Not all artists sell their work, but very many do...or try to, at least.  It can be a very discouraging enterprise, treking from gallery to gallery or art show to art show--sitting up displays, tearing them down a few hours later, stowing them away in various vehicular manifestations artist have been known to jerry rig to contain their work.  Of course there's nothing at all new in this endeavor now or in the past, only different means of conveyance, perhaps.

Though the darling of art collectors today, the Impressionists in France during the 1870s and 80s were hardly an immediate success. Rebuffed and discouraged, they were reduced to organizing their own exhibitions in place of that of the official Academic Salon. Dubbed the Salon de Refuse', these shows over a period of a half-dozen years, ranged from small scandals to major disasters. Scorned by officialdom, critics, and the public, viewers laughed and ridiculed their work, and most pointedly, did NOT buy.

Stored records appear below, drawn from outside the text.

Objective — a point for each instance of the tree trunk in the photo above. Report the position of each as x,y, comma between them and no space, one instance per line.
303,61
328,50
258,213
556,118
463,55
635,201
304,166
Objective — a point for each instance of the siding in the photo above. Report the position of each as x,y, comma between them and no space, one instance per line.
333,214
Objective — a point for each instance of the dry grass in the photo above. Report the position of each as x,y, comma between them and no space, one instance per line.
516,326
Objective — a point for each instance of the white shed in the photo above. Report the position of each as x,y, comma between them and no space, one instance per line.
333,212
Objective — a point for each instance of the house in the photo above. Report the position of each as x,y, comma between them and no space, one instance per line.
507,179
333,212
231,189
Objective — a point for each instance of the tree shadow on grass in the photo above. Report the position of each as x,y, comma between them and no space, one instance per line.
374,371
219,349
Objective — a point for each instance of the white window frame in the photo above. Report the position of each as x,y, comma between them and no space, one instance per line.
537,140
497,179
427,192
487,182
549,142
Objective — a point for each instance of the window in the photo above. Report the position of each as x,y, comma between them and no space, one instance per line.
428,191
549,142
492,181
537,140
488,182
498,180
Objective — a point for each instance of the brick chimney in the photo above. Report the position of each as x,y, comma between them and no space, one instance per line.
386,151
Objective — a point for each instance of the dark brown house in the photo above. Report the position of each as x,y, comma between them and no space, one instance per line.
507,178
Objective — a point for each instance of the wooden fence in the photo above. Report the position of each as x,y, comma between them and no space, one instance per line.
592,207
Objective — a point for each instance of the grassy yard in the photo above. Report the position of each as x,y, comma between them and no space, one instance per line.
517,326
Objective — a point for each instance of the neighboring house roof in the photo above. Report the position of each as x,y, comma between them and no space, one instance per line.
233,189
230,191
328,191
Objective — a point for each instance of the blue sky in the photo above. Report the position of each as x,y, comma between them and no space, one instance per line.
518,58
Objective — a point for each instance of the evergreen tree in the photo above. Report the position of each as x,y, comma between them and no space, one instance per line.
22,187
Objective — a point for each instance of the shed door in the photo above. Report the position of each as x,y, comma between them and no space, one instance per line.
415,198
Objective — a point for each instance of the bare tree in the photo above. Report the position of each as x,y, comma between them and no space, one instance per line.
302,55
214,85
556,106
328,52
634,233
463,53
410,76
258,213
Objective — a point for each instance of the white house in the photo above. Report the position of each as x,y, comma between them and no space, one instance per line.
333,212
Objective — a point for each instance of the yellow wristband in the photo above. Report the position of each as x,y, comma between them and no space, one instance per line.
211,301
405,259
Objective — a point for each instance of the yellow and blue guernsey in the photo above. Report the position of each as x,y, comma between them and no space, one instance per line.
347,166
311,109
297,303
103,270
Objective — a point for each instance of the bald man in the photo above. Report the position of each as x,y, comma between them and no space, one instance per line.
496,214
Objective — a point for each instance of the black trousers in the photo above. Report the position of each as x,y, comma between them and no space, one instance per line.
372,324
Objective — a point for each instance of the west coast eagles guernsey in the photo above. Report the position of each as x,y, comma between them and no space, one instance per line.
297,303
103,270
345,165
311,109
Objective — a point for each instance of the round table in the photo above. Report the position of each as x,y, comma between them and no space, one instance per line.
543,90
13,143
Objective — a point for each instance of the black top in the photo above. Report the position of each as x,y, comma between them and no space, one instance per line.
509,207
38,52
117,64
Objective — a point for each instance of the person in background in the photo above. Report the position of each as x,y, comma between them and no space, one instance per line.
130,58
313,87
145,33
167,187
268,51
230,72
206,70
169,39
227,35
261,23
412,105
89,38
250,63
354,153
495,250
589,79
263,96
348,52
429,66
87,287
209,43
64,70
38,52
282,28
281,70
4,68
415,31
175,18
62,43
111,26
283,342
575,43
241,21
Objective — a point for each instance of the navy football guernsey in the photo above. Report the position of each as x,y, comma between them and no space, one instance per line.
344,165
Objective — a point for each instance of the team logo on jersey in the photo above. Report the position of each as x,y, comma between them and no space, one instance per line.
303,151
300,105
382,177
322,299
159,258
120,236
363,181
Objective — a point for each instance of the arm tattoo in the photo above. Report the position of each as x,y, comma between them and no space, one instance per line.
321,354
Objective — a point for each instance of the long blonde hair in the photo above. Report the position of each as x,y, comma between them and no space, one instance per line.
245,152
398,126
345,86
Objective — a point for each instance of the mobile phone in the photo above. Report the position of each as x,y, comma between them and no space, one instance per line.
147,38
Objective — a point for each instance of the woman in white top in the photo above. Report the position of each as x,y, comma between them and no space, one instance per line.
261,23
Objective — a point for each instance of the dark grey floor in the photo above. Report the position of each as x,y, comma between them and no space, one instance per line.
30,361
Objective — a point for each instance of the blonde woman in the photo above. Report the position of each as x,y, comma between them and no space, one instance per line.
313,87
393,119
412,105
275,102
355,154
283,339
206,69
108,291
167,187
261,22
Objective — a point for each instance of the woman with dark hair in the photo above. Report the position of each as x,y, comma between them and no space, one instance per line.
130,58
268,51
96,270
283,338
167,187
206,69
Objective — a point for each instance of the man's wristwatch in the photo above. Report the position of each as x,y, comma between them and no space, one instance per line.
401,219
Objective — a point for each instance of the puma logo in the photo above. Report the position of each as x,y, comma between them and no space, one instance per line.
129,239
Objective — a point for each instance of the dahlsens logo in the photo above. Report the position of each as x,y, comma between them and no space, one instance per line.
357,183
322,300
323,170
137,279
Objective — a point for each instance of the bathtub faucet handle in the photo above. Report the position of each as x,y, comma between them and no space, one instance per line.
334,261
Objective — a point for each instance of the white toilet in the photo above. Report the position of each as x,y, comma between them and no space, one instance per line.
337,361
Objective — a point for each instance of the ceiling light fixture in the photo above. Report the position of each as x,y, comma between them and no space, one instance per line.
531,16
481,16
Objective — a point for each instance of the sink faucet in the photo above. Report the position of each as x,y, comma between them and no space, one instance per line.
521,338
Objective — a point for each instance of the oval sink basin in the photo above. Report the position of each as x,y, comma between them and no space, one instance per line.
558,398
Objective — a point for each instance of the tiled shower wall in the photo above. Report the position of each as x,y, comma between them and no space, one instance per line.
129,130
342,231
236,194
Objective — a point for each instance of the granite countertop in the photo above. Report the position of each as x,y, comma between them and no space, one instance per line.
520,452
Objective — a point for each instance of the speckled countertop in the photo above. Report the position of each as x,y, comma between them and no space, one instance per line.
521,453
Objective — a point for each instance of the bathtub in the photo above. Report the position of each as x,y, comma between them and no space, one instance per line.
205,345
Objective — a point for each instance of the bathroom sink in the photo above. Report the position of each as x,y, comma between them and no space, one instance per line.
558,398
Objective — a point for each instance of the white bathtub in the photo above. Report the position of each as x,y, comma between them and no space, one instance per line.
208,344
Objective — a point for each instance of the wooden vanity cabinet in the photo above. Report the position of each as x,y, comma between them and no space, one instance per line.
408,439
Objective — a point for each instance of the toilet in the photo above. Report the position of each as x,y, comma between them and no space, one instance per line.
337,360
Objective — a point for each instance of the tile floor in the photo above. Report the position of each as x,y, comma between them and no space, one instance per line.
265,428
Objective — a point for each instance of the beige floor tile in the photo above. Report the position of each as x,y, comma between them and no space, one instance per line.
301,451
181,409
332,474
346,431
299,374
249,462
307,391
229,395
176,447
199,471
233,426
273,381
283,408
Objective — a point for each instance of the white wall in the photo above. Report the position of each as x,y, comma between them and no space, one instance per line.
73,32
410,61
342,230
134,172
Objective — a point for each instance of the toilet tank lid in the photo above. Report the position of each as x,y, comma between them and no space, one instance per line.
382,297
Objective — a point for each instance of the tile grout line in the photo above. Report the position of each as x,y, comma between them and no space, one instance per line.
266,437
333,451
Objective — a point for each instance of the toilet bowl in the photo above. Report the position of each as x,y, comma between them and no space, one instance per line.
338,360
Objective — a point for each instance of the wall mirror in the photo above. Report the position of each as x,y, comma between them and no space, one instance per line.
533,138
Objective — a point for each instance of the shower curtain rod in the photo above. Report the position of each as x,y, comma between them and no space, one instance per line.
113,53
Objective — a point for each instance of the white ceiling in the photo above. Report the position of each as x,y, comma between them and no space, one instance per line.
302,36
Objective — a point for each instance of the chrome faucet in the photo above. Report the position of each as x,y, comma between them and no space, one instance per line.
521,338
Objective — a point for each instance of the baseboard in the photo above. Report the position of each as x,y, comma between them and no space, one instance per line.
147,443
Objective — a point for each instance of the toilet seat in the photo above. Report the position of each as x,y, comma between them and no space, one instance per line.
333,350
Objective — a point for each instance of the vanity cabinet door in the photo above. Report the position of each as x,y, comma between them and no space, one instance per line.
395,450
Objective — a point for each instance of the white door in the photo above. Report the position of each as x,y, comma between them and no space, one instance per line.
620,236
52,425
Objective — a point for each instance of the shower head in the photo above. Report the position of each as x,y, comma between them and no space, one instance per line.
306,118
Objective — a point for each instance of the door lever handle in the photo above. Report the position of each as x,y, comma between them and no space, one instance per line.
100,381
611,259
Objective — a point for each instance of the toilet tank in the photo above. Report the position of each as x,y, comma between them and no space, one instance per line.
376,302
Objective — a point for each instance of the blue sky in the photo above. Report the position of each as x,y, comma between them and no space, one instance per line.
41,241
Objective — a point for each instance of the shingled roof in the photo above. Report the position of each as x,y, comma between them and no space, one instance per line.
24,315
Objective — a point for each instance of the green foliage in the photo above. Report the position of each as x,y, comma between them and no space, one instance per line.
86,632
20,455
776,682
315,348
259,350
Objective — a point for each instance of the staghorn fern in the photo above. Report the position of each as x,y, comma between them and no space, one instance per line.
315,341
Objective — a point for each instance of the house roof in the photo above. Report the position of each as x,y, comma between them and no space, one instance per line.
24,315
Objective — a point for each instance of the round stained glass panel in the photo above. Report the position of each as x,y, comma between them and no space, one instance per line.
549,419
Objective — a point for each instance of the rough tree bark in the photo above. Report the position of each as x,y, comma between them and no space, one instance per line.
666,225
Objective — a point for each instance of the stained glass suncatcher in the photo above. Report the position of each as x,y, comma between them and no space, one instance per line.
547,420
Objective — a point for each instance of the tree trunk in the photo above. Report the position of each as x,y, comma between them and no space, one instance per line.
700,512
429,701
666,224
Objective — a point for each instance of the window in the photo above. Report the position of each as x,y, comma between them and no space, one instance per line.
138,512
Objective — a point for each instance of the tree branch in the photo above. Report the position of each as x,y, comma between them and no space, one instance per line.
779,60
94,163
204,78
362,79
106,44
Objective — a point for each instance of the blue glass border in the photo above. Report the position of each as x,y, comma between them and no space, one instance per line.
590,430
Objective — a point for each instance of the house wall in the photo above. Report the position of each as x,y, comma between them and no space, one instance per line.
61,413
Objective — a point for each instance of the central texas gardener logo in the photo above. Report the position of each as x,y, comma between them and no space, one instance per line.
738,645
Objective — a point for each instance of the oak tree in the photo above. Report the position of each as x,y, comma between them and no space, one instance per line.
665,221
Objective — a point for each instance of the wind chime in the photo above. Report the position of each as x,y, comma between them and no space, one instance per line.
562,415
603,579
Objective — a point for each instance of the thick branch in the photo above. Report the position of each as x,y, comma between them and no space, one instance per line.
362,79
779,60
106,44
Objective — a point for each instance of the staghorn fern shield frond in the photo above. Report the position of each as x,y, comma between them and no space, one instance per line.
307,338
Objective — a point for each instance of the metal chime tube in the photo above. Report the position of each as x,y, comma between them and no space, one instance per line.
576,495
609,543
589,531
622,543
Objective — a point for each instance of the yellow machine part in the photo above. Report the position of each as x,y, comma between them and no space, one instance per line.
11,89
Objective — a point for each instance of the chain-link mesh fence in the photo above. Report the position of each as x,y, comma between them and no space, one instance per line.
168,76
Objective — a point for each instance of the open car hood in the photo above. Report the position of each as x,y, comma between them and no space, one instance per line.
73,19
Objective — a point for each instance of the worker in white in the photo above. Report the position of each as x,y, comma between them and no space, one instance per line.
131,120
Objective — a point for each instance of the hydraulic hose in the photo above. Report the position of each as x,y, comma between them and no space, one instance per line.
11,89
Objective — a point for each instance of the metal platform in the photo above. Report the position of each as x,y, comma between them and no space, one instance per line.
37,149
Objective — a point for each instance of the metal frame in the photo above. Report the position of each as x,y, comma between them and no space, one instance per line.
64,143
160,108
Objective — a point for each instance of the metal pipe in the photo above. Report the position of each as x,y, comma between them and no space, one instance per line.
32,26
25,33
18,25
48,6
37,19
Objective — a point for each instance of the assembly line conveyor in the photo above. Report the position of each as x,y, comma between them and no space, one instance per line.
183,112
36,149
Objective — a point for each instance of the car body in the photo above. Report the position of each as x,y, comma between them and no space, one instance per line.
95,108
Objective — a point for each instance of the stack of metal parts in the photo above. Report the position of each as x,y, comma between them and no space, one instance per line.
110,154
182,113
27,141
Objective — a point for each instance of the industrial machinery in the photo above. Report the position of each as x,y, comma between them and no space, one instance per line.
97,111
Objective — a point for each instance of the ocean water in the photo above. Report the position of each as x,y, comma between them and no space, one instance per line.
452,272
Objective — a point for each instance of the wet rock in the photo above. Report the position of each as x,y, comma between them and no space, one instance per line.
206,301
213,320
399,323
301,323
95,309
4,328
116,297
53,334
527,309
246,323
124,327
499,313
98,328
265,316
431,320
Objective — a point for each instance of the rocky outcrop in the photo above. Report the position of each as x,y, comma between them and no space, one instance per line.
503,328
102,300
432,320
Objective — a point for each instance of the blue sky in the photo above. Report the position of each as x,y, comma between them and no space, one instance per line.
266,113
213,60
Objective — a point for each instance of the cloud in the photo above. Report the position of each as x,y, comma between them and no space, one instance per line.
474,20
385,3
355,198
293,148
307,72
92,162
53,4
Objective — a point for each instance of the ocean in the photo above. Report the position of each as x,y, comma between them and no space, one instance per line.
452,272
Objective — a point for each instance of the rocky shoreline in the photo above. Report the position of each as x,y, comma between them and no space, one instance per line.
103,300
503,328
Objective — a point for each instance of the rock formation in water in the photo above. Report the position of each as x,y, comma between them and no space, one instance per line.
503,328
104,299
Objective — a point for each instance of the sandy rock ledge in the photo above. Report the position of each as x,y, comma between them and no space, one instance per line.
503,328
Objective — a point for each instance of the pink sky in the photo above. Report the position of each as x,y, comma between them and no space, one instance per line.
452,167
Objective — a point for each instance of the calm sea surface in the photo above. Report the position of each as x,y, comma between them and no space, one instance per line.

Paul Durand-Ruel, 1910, Renoir
However over time, a few enlightened collectors did step forward to purchase their work, and the true champion amongst these, was a Parisian gallery owner named Paul Durand-Ruel, who bought more Impressionist paintings than perhaps seemed sensible at the time. Unfortunately, he did not have any major success in selling them until two major exhibitions he held, not in Paris, but in the United States in 1886 and 1887. Durand-Ruel put it suscinctly: "The American public does not laugh. It BUYS!"